Example 23: The effect of CTGF on the progression of gliosis in a mouse organ culture PVR model
[00222] . Ocular gliosis is associated with hypertrophy and proliferation of ocular glial cells. Ocular glial cells, including Mϋller cells and astrocytes, maintain the physical environment and provide structural support to the retina. Ocular gliosis can affect contraction of the retina and can increase the occurrence of retinal detachment.

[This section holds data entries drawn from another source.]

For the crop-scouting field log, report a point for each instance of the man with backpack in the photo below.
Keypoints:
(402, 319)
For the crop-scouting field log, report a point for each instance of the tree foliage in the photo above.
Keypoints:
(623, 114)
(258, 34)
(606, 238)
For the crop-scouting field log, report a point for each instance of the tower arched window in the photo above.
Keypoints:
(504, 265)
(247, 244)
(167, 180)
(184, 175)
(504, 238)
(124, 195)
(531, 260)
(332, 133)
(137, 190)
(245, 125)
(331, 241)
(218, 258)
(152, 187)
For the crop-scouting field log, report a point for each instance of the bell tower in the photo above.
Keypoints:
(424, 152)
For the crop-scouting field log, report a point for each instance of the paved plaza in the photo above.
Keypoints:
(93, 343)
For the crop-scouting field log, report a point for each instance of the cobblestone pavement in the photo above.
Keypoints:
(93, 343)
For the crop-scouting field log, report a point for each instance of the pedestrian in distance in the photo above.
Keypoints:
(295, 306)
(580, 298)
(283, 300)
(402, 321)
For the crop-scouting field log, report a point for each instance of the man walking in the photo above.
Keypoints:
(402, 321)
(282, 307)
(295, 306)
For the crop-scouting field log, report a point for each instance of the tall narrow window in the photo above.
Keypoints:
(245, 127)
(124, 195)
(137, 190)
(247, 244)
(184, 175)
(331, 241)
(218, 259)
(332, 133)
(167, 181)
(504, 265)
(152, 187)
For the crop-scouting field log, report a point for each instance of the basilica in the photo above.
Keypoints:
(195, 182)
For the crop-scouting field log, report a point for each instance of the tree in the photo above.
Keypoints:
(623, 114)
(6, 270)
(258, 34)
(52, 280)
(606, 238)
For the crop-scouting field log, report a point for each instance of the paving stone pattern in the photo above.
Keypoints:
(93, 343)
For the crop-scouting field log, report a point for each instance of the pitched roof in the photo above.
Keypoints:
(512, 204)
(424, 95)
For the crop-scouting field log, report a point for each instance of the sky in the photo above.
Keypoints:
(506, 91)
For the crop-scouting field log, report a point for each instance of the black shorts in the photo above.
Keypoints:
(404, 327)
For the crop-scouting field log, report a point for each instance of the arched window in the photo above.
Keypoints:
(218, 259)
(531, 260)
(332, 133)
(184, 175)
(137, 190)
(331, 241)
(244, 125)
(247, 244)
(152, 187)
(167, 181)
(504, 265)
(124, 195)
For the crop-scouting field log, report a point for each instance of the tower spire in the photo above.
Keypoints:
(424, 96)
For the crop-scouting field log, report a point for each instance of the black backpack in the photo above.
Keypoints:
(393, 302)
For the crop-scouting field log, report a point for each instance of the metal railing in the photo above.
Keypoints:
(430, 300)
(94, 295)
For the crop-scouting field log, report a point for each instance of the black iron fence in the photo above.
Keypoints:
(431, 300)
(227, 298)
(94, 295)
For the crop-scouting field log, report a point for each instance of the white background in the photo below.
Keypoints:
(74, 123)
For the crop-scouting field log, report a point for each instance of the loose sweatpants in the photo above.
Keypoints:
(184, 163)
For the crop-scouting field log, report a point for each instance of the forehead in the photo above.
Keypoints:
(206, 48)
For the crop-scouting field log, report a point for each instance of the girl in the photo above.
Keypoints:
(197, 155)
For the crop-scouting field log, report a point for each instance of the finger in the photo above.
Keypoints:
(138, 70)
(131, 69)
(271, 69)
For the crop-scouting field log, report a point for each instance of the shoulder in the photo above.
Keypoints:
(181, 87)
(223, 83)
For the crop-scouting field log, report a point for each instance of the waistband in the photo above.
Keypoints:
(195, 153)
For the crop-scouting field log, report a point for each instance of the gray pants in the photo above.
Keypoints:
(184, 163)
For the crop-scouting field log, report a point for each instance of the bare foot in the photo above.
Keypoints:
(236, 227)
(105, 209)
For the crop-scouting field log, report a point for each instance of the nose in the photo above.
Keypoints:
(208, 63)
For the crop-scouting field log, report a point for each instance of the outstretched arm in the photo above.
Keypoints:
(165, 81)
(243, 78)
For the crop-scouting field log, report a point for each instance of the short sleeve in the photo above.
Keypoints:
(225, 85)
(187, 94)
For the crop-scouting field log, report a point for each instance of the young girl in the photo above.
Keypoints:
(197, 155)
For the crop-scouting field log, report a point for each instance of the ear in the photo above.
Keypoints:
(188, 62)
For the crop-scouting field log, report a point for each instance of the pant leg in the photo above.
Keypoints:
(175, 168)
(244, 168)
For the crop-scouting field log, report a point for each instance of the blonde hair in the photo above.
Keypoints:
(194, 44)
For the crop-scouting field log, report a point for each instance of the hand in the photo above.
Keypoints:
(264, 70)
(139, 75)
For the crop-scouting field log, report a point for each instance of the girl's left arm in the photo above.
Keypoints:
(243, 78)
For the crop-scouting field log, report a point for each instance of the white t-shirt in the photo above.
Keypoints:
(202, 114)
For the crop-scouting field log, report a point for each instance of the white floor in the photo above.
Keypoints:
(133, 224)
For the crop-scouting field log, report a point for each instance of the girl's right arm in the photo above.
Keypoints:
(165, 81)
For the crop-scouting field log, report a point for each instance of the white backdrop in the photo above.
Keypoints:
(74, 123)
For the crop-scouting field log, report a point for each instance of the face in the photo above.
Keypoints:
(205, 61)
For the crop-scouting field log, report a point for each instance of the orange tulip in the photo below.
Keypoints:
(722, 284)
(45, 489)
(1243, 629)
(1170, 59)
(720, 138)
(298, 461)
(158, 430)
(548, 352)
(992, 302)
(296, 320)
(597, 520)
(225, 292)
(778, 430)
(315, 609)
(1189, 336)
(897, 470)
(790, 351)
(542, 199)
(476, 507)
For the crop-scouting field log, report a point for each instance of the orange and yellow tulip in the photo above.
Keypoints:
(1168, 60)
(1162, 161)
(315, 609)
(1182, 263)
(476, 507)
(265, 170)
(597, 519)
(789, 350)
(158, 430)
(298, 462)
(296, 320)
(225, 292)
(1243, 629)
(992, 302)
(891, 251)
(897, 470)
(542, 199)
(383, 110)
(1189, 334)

[00223] Eyes from the mouse strain C57B1/6 were used. Eyes were cut at the equator and the cornea and lens removed. The posterior eyecup was placed in 24-well culture plates in Neurobasal medium containing 10%> FBS. CTGF (50 ng/ml) was added to the culture medium on the second day of organ culture. Cultures were followed for 7 days for changes including development of retinal folds and rolling up of the retinal edge. Determinations were made by review of photographs and by histology. CTGF stimulated the formation of both retinal folds and rolling of retinal edges when compared with control cultures. -Immunohistochemical staining using a glial fibrillary acidic protein (GFAP) antibody revealed that in the areas of pathology, there was a proliferation of GFAP+ glial cells. These results showed that CTGF induced gliosis in perivascular astrocytes. The results obtained with these explant cultures also suggested that CTGF plays an important role in the patho genesis of PVR by stimulating retinal gliosis and contraction.
[00224] Various modifications of the invention, in addition to those shown and described herein, will become apparent to those skilled in the art from the foregoing description. Such modifications are intended to fall within the scope of the appended claims.
[00225] All references cited herein are hereby incorporated by reference herein in their entirety.